Top 5 tips for a creating a successful Adwords campaign

One of our clients recently wrote to tell us about a large new customer they landed. All Small Business owners love new customers, but this one was especially unique because 1) it represented a very large new revenue stream for our client and 2) the customer found him through an Adwords ad.

That’s right — an Adwords ad. I hear from Small Business owners all the time “well, we tried Adwords ads but they didn’t work for us”. Sound familiar? If it does, you probably used one of Google’s free $75 advertising coupons, wrote 4 or 5 ads and called it a day. Maybe you got a few clicks, and maybe a phone call but nothing ever came of it. Conclusion? Adwords isn’t for us.

Before you write off Adwords completely, ask yourself a few questions. Did you create at least 5 different ad groups for your campaign, each with a tightly crafted keyword phrase? Did all your ads contain the target keyword? Did you use negative keywords to weed out unwanted clicks? Did you write at least 10 ads per ad group and pause the underperformering ads? What landing page are you sending clicks to?

Adwords is not a set-it-and-forget-it proposition. Done correctly, you need to monitor and optimize your campaign daily — more often if it’s a new campaign. You may find only 3 or 4 ads out of 50 that effectively drive clicks and conversions, and unless your Adwords campaign is properly optimized you’ll never find those best performers.

Before you launch an Adwords campaign, make sure you do at least the following:

1) Create 5 separate Ad Groups. Ad groups make up an Adwords campaign, and each Ad Group should be centered around a specific keyword phrase. Every ad in that Ad Group should contain your keyword phrase, and the content on the landing page for those ads should be closely related to the phrase. If the chain of Ad Group, ads and landing page don’t all center around a focused keyword phrase, your Quality Score will suffer, and you’ll pay more per click than you need to.

2) Create 10 ads per Ad Group. Try different headlines, different calls to action, with and without a phone number, with and without your business name. The possibilities are endless — experiment and check out your competitors’ ads by doing a Google search on your target keywords and taking note of the paid ads on the page.
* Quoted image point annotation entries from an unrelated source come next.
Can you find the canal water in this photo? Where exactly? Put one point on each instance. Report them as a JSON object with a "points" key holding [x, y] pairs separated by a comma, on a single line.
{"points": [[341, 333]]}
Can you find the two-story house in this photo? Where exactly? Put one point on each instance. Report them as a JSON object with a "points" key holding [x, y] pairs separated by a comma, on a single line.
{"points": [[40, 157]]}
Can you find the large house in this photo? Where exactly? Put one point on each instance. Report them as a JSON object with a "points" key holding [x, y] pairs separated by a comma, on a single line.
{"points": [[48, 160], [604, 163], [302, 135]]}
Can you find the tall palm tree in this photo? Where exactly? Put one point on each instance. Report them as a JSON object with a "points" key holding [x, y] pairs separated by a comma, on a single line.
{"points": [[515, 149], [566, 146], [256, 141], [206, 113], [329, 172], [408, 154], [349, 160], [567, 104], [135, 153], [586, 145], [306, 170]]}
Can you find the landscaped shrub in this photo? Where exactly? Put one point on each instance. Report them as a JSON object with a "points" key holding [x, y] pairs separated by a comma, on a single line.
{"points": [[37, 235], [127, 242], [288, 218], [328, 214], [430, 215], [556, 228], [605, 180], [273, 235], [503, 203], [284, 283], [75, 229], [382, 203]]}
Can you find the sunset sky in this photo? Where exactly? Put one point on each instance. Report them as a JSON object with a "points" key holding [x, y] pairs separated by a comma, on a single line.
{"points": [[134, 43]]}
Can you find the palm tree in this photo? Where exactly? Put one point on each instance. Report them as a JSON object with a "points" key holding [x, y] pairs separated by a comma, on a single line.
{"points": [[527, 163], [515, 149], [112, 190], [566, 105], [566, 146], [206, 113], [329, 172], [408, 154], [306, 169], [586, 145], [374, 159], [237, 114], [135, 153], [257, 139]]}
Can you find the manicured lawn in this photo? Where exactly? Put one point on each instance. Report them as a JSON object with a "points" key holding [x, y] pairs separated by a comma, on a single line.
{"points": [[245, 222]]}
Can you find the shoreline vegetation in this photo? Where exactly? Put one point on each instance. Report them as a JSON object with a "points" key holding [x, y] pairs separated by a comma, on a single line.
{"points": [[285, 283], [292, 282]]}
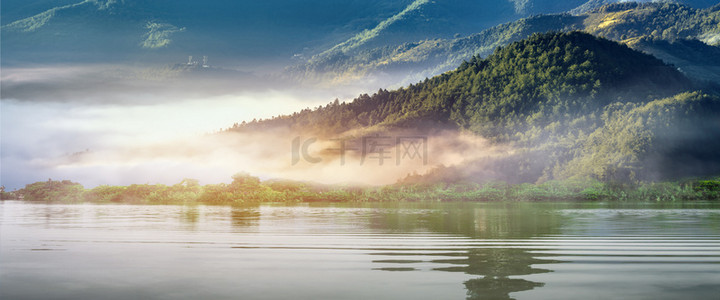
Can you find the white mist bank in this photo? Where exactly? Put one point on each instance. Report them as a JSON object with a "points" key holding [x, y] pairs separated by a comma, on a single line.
{"points": [[118, 133]]}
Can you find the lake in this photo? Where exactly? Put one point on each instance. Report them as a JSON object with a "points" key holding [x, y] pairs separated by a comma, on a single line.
{"points": [[358, 251]]}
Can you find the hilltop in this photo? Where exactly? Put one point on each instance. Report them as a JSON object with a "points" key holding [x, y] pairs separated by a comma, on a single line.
{"points": [[570, 104], [661, 29]]}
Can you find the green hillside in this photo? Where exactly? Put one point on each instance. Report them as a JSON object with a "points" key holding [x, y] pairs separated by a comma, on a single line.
{"points": [[631, 23], [571, 104]]}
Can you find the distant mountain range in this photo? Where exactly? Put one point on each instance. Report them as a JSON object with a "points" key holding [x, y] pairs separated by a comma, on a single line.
{"points": [[569, 104], [249, 32], [684, 36]]}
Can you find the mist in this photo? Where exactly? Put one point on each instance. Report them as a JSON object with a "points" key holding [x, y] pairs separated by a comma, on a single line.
{"points": [[119, 125]]}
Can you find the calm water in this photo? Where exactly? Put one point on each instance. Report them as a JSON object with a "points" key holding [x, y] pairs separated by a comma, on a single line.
{"points": [[401, 251]]}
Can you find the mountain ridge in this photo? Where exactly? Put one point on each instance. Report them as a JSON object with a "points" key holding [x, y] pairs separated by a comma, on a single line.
{"points": [[570, 104]]}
You may get some good ideas for your own ads.

3) Use ad extensions in your ads. Click on the Ad Extensions tab in your Adwords interface to set up ad extensions. You’ve probably seen ad extensions before, but didn’t know what they were called. The 2 ads below illustrate 2 different types of ad extensions. The first is a sitelink extension where the ad displays additional links to your site, handy if you want to highlight important pages like “Contact Us” or “Specials”. The 2nd ad demonstrates the Location extension where prospective clients will see your address and phone number right in the ad with a link to directions. Other available ad extensions include call extensions, product extensions and social extensions. Learn more about ad extensions from Google.

4) Use negative keywords. Your ad may be showing for search queries that result in unwanted clicks. For example, if you’re advertising Medical Transcription services but don’t want job-seeking medical transcriptionists to click your ad, you could filter our those queries through the use of negative keywords. Using negative keywords tells Google “don’t display my ads when these words are searched on”. In our Medical Transcription example, using negative keywords like “salary”, “application”, “career”, “degree” and “employment” would suppress your ad for searches related to Medical Transcriptionist employment and avoid unwanted clicks.

5) Use a landing page other than your home page. The most common mistake in Adwords is sending all your ads to the home page. Not only does this provide a poor user experience — after all, if you clicked on an ad about home heating specials, wouldn’t you expect to be brought to a page describing those specials? — but linking to a loosely related page can hurt your Quality Score and increase your cost per click.

The best solution is to create a custom landing page or pages for your ads that uses a similar headline and language as your ad, and makes it easy to request more information, take advantage of a special or get in touch. The landing page below links directly from an ad about free tax forms. Makes sense doesn’t it? The headline makes it clear I can get a free tax form, and handy fields are provided to request one.

If you can’t afford to create custom landing pages, at least select a page from your site that ties closely to your ad, and considering tweaking the copy on the page so it’s closely related to the headline of the ads you’re running for that page.

adwords_landing_page

Follow these 5 tips and you’ll stand a much better chance of creating a successful Adwords campaign. Also, run your Adwords campaign several weeks before judging results. Optimizing ads properly takes time and patience. When in doubt, create more ads to test — finding the best combination of ads, keywords and landing pages is a numbers game. Play to win.